The olive in Lona's mouth suddenly felt eyeball slimy. She forced herself to chew it. It slid down her throat in a lump. “She writes you?”

“She does. She did. She wrote that we weren't supportive enough about her decision to have the baby before the miscarriage, and that she needed to start over, away from us. She said she was going to take a research position in Finland. Or Estonia. Somewhere cold. Then the correspondence slowed. Her emails started bouncing back. It wasn't a mysterious disappearance like Maggie tells herself it was. It was just her cutting us off. Nothing mysterious about it.”

Except that she hadn't gone to Finland. Or if she had, she hadn't gone there because she'd miscarried Lona. Because Lona had been placed in the Julian Path when she was just two hours old. “Do
you
know who the baby's father was? Was he a researcher, too?”

She'd never imagined finding her father. She'd always assumed that if she could find any parent, it would be her mother, who would have at least had to be present for her birth.

“I always thought it was that lab partner – part of what upset me so much that you'd come looking for him. She worked fourteen-hour days. I didn't see how she could have been seeing anyone who wasn't with the Julian Path.”

Was Edward Lowell her father? Had Thomas been her uncle? Had she met all of her living relatives, without knowing it, in the past week? She'd gone from having nobody to having everybody. Or to having pieces of them. Fragmented memories that had haunted her dreams.

“I never told Maggie this,” Jeremy began again. He had placed an olive on a napkin, hole-side down, standing on its end, and balanced another one on top. Now he was trying to stack a third one on top, an olive snowman. “Because I love my wife and I don't think that revealing this information would ultimately do any good, and mostly because I'm a coward. But a couple of days before she disappeared, Ned and I had a pretty bad fight. I told her what a mistake I thought it was, for her to have this baby. I told her she was going to set herself back in her career – end up in some dead-end staff researcher job with a pharmaceutical company or something, instead of doing the brilliant work she was supposed to do. I told her it wasn't fair for her to expect her mother and me to pick up the slack.”

The olive snowman tumbled to the ground. The head rolled off the table and under the sofa. Jeremy grunted as he sank to the floor, patting the carpet in search of it. “I know it was a terrible fight to have, terrible things to say. I was just worried about her. I'm sure when she lost the baby, she thought I'd wished for it.”

He located the olive, dotted in lint, and stacked it on the coffee table. “So that's the other reason I think she ran away. Because I basically invited her to.”

Lona didn't know what to say.
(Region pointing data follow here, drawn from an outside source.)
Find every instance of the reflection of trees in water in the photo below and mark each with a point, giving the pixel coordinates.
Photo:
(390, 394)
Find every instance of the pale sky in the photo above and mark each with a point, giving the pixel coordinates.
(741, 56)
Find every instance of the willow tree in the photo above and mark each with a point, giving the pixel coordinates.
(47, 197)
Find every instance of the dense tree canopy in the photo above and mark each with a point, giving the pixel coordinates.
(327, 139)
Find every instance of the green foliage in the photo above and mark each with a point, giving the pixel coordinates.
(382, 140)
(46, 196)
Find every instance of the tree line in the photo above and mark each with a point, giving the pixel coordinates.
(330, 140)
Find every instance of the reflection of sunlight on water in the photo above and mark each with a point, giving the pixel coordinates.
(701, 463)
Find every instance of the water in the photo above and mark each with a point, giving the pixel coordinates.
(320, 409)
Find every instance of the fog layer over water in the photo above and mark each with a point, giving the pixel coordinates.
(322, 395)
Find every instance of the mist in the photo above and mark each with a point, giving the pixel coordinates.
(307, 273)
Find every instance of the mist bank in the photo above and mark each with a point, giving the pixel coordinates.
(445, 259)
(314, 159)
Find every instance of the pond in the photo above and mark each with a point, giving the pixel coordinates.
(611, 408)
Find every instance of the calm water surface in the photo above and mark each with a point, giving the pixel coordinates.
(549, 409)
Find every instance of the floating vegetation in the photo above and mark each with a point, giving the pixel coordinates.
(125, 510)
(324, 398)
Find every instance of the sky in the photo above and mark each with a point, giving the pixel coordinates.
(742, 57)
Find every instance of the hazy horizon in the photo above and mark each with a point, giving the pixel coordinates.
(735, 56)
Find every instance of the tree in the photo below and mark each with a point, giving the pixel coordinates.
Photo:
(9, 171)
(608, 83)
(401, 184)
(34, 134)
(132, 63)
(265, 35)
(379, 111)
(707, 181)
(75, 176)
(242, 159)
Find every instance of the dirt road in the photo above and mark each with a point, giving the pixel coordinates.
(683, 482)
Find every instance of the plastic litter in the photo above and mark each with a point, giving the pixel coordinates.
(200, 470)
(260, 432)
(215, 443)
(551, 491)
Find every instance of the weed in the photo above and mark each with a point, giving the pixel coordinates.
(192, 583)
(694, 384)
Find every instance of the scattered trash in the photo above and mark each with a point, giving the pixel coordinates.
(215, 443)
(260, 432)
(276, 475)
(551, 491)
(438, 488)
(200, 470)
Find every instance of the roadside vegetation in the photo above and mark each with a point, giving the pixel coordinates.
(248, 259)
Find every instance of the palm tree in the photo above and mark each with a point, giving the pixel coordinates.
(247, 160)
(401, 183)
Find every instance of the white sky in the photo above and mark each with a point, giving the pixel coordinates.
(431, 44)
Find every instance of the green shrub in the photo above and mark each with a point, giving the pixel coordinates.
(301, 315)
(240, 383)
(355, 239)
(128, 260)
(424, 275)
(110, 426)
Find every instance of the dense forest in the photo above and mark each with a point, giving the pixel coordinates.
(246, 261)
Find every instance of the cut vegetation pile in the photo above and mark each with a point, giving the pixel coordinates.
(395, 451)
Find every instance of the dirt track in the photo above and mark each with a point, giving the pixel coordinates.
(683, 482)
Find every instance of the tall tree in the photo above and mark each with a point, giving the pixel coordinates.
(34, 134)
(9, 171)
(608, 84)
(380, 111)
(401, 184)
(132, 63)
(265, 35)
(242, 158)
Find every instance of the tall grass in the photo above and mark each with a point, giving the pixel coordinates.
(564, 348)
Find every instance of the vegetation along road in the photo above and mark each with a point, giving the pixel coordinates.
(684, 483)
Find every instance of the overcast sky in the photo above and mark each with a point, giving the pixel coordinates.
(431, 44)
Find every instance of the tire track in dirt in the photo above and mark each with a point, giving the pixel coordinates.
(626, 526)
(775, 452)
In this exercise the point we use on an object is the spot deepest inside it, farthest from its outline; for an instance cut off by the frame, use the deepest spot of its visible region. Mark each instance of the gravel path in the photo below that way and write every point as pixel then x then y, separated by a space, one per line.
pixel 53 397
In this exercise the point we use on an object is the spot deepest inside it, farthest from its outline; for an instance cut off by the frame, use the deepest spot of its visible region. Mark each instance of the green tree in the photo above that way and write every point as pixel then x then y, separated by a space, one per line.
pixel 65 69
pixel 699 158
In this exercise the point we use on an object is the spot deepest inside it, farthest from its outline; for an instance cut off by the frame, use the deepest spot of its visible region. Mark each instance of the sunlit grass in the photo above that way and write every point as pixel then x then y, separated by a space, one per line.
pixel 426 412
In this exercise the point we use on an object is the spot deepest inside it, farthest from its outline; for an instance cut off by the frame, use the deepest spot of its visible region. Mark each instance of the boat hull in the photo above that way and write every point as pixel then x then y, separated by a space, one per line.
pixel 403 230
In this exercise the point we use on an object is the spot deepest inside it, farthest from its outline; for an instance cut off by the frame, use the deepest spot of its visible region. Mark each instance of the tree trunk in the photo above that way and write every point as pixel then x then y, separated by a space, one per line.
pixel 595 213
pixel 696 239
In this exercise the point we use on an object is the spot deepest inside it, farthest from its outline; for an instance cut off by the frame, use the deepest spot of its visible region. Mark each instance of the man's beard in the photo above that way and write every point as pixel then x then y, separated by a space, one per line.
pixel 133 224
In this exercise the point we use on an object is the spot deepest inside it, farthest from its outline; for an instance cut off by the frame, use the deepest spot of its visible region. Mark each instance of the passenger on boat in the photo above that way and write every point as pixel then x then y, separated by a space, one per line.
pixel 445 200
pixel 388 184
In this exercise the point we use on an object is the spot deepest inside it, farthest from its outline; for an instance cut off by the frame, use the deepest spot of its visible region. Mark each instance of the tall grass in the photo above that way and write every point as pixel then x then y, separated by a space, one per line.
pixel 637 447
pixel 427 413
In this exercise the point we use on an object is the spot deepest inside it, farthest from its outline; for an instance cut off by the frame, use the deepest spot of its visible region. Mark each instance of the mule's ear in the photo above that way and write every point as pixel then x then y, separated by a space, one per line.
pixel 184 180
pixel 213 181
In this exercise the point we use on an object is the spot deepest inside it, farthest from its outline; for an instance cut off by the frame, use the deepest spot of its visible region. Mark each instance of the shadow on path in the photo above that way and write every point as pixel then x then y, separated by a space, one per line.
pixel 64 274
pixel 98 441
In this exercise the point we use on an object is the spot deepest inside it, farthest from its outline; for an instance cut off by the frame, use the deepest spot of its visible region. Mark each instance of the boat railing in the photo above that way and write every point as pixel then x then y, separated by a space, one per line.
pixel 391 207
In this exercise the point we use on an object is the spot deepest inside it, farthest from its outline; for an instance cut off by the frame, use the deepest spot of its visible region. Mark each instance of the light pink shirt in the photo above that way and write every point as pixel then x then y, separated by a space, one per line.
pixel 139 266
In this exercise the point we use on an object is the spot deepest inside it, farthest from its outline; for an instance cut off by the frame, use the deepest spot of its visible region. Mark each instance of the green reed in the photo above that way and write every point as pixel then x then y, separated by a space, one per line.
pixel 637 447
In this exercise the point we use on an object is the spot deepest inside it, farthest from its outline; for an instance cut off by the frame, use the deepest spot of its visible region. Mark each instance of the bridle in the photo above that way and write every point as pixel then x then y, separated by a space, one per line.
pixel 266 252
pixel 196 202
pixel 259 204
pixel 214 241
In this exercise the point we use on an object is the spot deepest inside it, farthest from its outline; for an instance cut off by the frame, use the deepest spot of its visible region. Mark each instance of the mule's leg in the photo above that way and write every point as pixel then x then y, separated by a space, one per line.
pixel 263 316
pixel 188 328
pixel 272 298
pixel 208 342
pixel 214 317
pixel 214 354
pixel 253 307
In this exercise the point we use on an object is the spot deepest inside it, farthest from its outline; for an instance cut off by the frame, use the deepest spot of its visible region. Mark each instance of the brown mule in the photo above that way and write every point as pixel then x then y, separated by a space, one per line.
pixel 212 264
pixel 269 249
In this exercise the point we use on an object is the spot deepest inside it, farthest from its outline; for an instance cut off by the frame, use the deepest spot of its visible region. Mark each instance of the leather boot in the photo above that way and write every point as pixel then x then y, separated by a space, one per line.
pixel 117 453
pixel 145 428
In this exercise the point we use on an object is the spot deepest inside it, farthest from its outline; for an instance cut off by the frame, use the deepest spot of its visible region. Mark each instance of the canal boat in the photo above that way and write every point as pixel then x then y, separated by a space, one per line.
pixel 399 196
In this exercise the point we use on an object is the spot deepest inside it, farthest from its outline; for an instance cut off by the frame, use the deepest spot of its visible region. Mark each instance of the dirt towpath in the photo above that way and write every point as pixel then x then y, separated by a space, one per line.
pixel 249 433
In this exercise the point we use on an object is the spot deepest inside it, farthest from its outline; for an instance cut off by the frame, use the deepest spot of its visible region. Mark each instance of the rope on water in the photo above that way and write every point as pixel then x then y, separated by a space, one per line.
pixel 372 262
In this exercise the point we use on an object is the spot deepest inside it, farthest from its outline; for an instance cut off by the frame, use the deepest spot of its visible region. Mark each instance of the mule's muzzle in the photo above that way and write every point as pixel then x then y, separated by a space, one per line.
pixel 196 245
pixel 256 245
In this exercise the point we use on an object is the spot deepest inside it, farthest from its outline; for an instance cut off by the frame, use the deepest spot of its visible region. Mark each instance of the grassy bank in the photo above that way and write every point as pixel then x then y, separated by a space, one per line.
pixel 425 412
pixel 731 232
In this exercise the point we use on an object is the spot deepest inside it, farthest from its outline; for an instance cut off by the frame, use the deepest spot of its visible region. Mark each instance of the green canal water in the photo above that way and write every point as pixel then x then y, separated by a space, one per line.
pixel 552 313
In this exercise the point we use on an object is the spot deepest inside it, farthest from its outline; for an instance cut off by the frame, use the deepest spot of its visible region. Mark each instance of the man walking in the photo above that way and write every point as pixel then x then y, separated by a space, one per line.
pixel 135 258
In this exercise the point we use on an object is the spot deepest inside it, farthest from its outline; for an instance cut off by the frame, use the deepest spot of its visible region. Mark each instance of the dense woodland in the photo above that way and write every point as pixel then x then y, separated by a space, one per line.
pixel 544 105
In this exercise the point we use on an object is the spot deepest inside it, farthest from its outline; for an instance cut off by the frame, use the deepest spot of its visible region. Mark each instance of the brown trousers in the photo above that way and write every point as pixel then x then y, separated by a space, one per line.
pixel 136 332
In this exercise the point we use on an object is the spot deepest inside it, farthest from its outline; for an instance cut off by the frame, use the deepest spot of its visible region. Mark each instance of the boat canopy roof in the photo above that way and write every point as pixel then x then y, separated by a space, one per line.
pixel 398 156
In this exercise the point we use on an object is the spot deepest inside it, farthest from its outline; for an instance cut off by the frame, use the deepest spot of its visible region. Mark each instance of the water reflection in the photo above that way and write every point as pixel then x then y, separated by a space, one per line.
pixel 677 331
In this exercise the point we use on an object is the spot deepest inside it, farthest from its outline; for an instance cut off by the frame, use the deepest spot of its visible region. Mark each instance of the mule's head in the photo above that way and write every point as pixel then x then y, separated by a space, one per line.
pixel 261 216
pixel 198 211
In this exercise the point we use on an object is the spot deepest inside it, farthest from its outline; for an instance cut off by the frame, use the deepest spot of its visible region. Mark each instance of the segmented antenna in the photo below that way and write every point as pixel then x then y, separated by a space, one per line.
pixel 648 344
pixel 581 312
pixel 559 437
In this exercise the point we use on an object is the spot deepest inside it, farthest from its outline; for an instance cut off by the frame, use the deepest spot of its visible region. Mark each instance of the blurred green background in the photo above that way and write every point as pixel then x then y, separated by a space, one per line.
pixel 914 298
For the briefest of minutes, she thought about telling him everything. But he'd kept his secret for seventeen years, because he thought it would hurt Maggie, not help. Would knowing what she knew help or hurt him?

“Do you want a drink?” Jeremy stood up again, started for the kitchen. “We have so much leftover cider. I told them it was mulled specially for the party, based on a fifteenth-century wassail recipe, but they all drank soda instead. It doesn't give me a lot of confidence in the class.”

She stood up after him. “No, thanks. I should be getting home. I have roommates – they'll be worried.” She thought, for the first time in almost twelve hours, about Ilyf and Gamb.

“Well.” He brushed his palms together, shaking off the crumbs, and extended his hand to Lona. “Thanks for being my midnight snacking partner. If I get in trouble tomorrow for eating all the food, I'll tell Maggie it was your fault.”

“I'll come back again,” she promised. “Don't tell her it was me who ate all the chocolate, or I won't be welcome.”

“Oh, you'll be welcome any time. More than welcome, in fact. Leave your phone number and we'll do it again. It was nice to have someone to fuss over and put to bed, even if it was in the spare room.” His hand was still there, extended a few feet from Lona. Instead of taking it, she found herself flinging her arms around him, pressing her cheek against his scratchy cardigan.